September 7, 2012

Bountiful Abundance

Here is a story about how a seasonal theme can emerge. 

As we were putting together the church school program for the coming fall, we retained the services of a mosaic artist to help our young people create a mural for the church. We held a meeting with the artist and several members of our children’s ministry team and brainstormed what images might be encouraged for such a piece of art. Since we were planning for the autumn season, images of harvest came to mind. Our junior high teachers had said they were planning to address hunger in their class, and at the meeting we envisioned one response to hunger could be that there is enough for everyone. That led us into a far-ranging discussion of how abundant the creation is and how we as humans don’t order our lives in such a way that everyone benefits from this bounty.

What happened next was this sheer flood of images of God’s abundance and someone said, “Not just abundance, but Bountiful Abundance!” That led me to pick up my iPhone and Google “bountiful abundance” and the number one entry described the Korean holiday of Chu Suk (추석), a harvest festival full of joy and the remembrance of ancestors. This galvanized our vision, merging harvest themes with the remembrance of heroes of our lives that our All Saints celebration always engenders.

And so Bountiful Abundance emerged as our theme. We proposed that the artist-in-residence use this same theme in teaching a five-session mural course for adults through our Center at St. Andrew’s. We also proposed to the Stewardship Committee (and they accepted) that Bountiful Abundance be the theme for our fall Annual Appeal.

So in the course of a ninety-minute meeting, eight people engaged in a dreaming process that resulted in this deep organizing principle for our whole community for the coming season. The theme of Bountiful Abundance and its Korean counterpart Chu Suk (추석) give us incredible options for creative exploration in faith formation, stewardship and community life.

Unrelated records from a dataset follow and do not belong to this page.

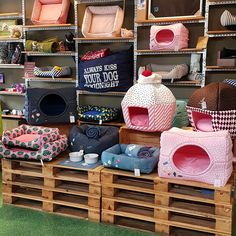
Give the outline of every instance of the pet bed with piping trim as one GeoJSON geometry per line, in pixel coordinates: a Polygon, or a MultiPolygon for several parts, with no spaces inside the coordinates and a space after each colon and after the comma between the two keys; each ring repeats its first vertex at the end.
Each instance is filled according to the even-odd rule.
{"type": "Polygon", "coordinates": [[[113,126],[73,126],[69,133],[69,148],[72,152],[101,153],[119,143],[119,129],[113,126]]]}
{"type": "Polygon", "coordinates": [[[31,21],[40,24],[65,24],[70,8],[70,0],[35,0],[31,21]]]}
{"type": "Polygon", "coordinates": [[[89,6],[81,32],[85,38],[119,37],[124,11],[119,6],[89,6]]]}
{"type": "Polygon", "coordinates": [[[136,144],[116,144],[102,153],[105,167],[151,173],[159,160],[159,148],[136,144]]]}
{"type": "Polygon", "coordinates": [[[78,112],[79,120],[110,122],[119,116],[119,109],[102,106],[80,106],[78,112]]]}
{"type": "Polygon", "coordinates": [[[68,147],[58,129],[22,125],[5,131],[0,142],[0,158],[51,161],[68,147]]]}

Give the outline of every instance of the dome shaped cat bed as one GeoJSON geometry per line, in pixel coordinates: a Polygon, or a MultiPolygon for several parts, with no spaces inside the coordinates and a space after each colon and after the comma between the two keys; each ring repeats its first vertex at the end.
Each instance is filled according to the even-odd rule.
{"type": "Polygon", "coordinates": [[[151,50],[175,50],[188,47],[189,31],[181,23],[153,25],[150,32],[151,50]]]}
{"type": "Polygon", "coordinates": [[[196,90],[187,106],[194,130],[228,130],[236,137],[236,87],[226,83],[211,83],[196,90]]]}
{"type": "Polygon", "coordinates": [[[154,132],[171,127],[176,102],[172,92],[161,84],[161,76],[144,71],[121,102],[126,125],[154,132]]]}
{"type": "Polygon", "coordinates": [[[158,174],[224,186],[233,170],[228,131],[194,132],[172,128],[161,135],[158,174]]]}

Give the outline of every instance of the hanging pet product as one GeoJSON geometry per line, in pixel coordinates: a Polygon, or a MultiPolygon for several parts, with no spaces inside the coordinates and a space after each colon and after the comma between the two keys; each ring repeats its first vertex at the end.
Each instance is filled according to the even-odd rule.
{"type": "Polygon", "coordinates": [[[205,133],[172,128],[162,133],[160,177],[221,187],[228,182],[232,170],[232,141],[227,131],[205,133]]]}
{"type": "Polygon", "coordinates": [[[175,50],[188,47],[189,30],[182,24],[153,25],[150,32],[151,50],[175,50]]]}
{"type": "Polygon", "coordinates": [[[155,132],[171,127],[176,102],[172,92],[161,84],[161,76],[144,71],[121,102],[126,125],[131,129],[155,132]]]}
{"type": "Polygon", "coordinates": [[[126,92],[133,84],[133,49],[79,62],[79,89],[126,92]]]}
{"type": "Polygon", "coordinates": [[[236,137],[236,87],[226,83],[211,83],[196,90],[189,98],[188,116],[194,130],[228,130],[236,137]]]}
{"type": "Polygon", "coordinates": [[[35,0],[31,21],[35,25],[65,24],[70,0],[35,0]]]}
{"type": "Polygon", "coordinates": [[[119,6],[87,7],[81,28],[84,37],[120,37],[121,27],[124,20],[124,6],[123,10],[119,6]]]}
{"type": "Polygon", "coordinates": [[[34,67],[34,75],[36,77],[68,77],[71,75],[71,68],[69,66],[47,66],[47,67],[34,67]]]}

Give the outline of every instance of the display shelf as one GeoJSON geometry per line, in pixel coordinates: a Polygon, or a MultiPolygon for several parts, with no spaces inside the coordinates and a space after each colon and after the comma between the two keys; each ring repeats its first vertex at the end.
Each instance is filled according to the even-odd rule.
{"type": "Polygon", "coordinates": [[[211,71],[221,71],[221,72],[235,72],[236,71],[236,66],[235,67],[226,67],[226,66],[207,66],[206,71],[211,72],[211,71]]]}
{"type": "Polygon", "coordinates": [[[158,25],[167,25],[171,23],[204,23],[205,17],[204,16],[189,16],[189,17],[165,17],[153,20],[144,20],[139,21],[136,20],[135,23],[137,26],[151,26],[153,24],[158,25]]]}
{"type": "Polygon", "coordinates": [[[77,43],[126,43],[134,42],[134,38],[107,37],[107,38],[74,38],[77,43]]]}
{"type": "Polygon", "coordinates": [[[2,69],[24,69],[24,65],[20,64],[0,64],[0,68],[2,69]]]}
{"type": "Polygon", "coordinates": [[[158,54],[202,54],[204,53],[203,49],[198,48],[185,48],[179,51],[169,51],[169,50],[135,50],[137,55],[158,55],[158,54]]]}
{"type": "Polygon", "coordinates": [[[74,78],[41,78],[41,77],[23,77],[28,82],[50,82],[50,83],[75,83],[74,78]]]}
{"type": "Polygon", "coordinates": [[[233,30],[212,30],[212,31],[208,31],[207,34],[210,38],[235,37],[236,31],[233,31],[233,30]]]}
{"type": "Polygon", "coordinates": [[[22,17],[19,12],[0,13],[0,20],[21,19],[22,17]]]}
{"type": "Polygon", "coordinates": [[[25,31],[40,31],[40,30],[74,30],[73,24],[49,24],[49,25],[25,25],[25,31]]]}
{"type": "Polygon", "coordinates": [[[71,51],[61,51],[61,52],[55,52],[55,53],[44,53],[44,52],[34,52],[34,51],[22,51],[22,53],[25,53],[27,56],[42,56],[42,57],[57,57],[57,56],[76,56],[75,52],[71,51]]]}
{"type": "Polygon", "coordinates": [[[80,95],[94,95],[94,96],[117,96],[117,97],[123,97],[125,96],[126,92],[104,92],[104,93],[98,93],[98,92],[88,92],[85,90],[79,90],[80,95]]]}
{"type": "Polygon", "coordinates": [[[9,91],[0,91],[0,95],[9,95],[9,96],[25,96],[25,93],[9,92],[9,91]]]}

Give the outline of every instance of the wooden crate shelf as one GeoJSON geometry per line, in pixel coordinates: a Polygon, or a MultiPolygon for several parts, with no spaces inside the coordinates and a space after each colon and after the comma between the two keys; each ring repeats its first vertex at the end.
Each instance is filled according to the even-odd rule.
{"type": "Polygon", "coordinates": [[[102,221],[171,234],[190,230],[203,235],[231,235],[233,184],[216,188],[204,183],[162,179],[156,173],[103,169],[102,221]],[[139,222],[139,223],[138,223],[139,222]]]}

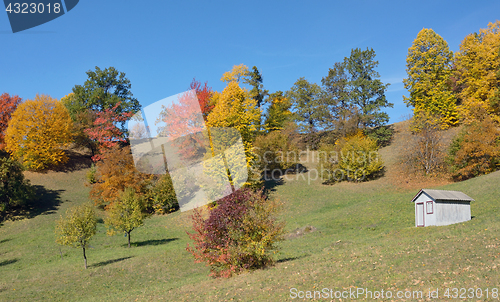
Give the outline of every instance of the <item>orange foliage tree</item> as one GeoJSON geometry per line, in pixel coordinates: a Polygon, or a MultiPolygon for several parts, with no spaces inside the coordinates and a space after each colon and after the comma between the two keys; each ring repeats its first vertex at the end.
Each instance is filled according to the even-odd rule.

This type of creative emergent design is well suited to an active, dynamic Christian Community. Not everyone was required to play along, but the Adult Faith Formation and Stewardship programs both caught the spirit of the theme right away. This didn’t come as a decision dictated from the top-down but as an opportunity that had arisen in the midst of the community.

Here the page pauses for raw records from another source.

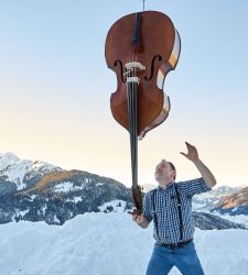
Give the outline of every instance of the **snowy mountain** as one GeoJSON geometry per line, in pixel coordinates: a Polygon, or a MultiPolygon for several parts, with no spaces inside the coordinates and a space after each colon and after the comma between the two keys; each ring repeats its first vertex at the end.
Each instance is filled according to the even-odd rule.
{"type": "Polygon", "coordinates": [[[0,195],[22,190],[61,167],[42,161],[20,160],[12,153],[0,155],[0,195]]]}
{"type": "MultiPolygon", "coordinates": [[[[157,185],[151,184],[143,184],[141,185],[144,193],[148,193],[154,188],[157,185]]],[[[209,211],[211,209],[215,208],[216,205],[225,197],[239,191],[240,189],[245,188],[246,186],[237,186],[230,187],[227,185],[224,186],[216,186],[208,193],[203,193],[200,195],[195,195],[193,197],[193,210],[195,211],[209,211]]]]}
{"type": "MultiPolygon", "coordinates": [[[[0,223],[45,221],[64,224],[85,212],[123,212],[132,209],[130,188],[109,177],[66,170],[41,161],[1,155],[0,223]]],[[[194,213],[201,229],[241,228],[220,217],[194,213]]]]}
{"type": "Polygon", "coordinates": [[[248,187],[223,198],[213,209],[222,215],[248,215],[248,187]]]}
{"type": "MultiPolygon", "coordinates": [[[[20,221],[0,226],[1,275],[143,275],[154,240],[128,213],[84,213],[63,227],[20,221]]],[[[196,228],[195,248],[207,275],[246,275],[246,230],[196,228]]],[[[170,275],[181,273],[173,267],[170,275]]]]}
{"type": "Polygon", "coordinates": [[[242,188],[244,186],[216,186],[208,193],[195,195],[193,197],[193,209],[196,211],[211,211],[222,199],[242,188]]]}

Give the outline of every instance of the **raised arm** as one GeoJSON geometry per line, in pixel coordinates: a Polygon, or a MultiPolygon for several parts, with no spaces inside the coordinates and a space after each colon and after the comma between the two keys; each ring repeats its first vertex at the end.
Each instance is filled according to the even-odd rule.
{"type": "Polygon", "coordinates": [[[200,160],[198,152],[195,146],[191,145],[190,143],[185,142],[187,146],[187,154],[180,152],[184,155],[187,160],[192,161],[198,172],[201,173],[204,182],[208,187],[213,187],[216,185],[216,179],[212,172],[206,167],[206,165],[200,160]]]}

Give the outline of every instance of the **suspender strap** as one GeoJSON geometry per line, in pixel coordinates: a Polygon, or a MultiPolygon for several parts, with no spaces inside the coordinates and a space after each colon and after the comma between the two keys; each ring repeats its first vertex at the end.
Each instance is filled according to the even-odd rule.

I will be writing about how this theme gives life to our community in the coming 11 weeks, sharing how we tease out the actual component parts from this sweeping image. As I love to say, all great ideas finally degenerate into work. But I am excited about a two-word theme cooked up at an eight person meeting that will now shape three important programs of our church and give a shared vision to our common life. I think this is how the Holy Spirit is supposed to work, isn’t it?